Reste que les acteurs peinent à convaincre dans leur registre (Azéma est vraiment, vraiment mauvaise) et que le film s’affaiblit considérablement dans son dernier tiers. La séduction des films de Resnais tient souvent dans leur mystère mais là, ça finit par tourner à vide et la toute dernière réplique ne pourra qu'agacer ceux qui auront été perdus depuis longtemps. Mais j'aime être titillé alors je salue quand même le geste malgré ses obscurités (ses errances ?).
- Ouf Je Respire
- Charles Foster Kane
- Messages : 25906
- Inscription : 15 avr. 03, 14:22
- Localisation : Forêt d'Orléans
Re: Les Herbes Folles (Alain Resnais - 2009)
Je viens de voir ce film. J'ai plusieurs fois songé à Lynch et je me dis que Lynch a inspiré Resnais qui a inspiré Lynch.
- Spoiler (cliquez pour afficher)
-
- Doublure lumière
- Messages : 376
- Inscription : 1 avr. 11, 14:20
Re: Les Herbes Folles (Alain Resnais - 2009)
Et moi j'attends toujours impatiemment l'édition de la BO de Mark Snow, qui a par ailleurs accompagné Alain Resnais sur ses quatre derniers films. En dehors de "Coeurs" édité par BSX Records, black out sur sa collaboration musicale.
- Jeremy Fox
- Shérif adjoint
- Messages : 99608
- Inscription : 12 avr. 03, 22:22
- Localisation : Contrebandier à Moonfleet
Re: Les Herbes Folles (Alain Resnais - 2009)

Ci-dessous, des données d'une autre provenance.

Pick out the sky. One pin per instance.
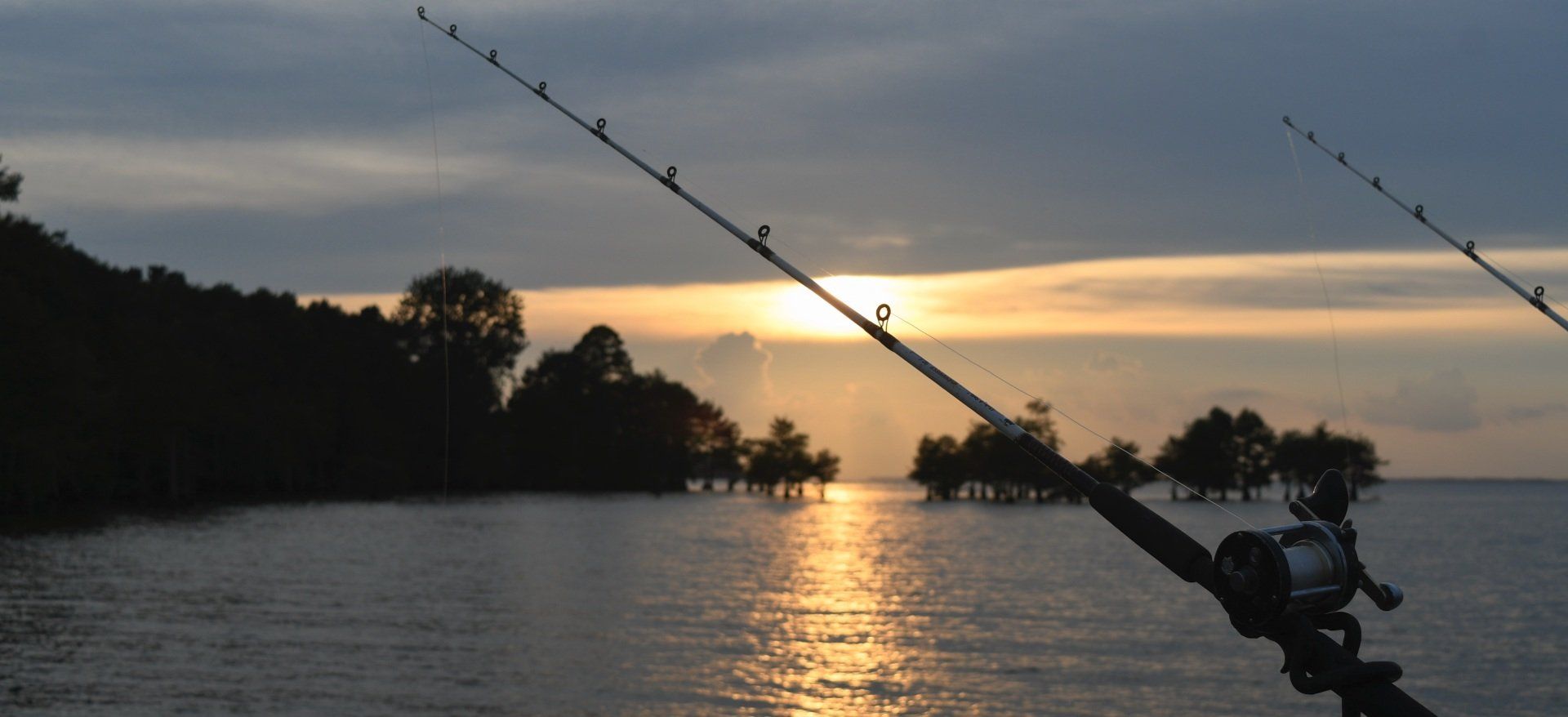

C'est ludique puisque l'on ne sait jamais où le cinéaste nous emmène, ça fourmille d'idées sur le fond comme sur la forme, j'aime beaucoup tous les comédiens, certaines séquences sont d'une grande drôlerie (Amalric-Vuillermoz venant interroger Dussolier), la musique est vraiment belle et les recherches plastiques m'ont assez plu... pas vraiment d'ennui mais à la fin je me suis quand même posé la question de la finalité et je me suis retrouvé à me dire "tout ça pour ça". Bref, loin d'avoir détesté mais ça m'a quand même laissé perplexe surtout au souvenir de films autrement plus jubilatoires tel Smoking/No Smoking par exemple.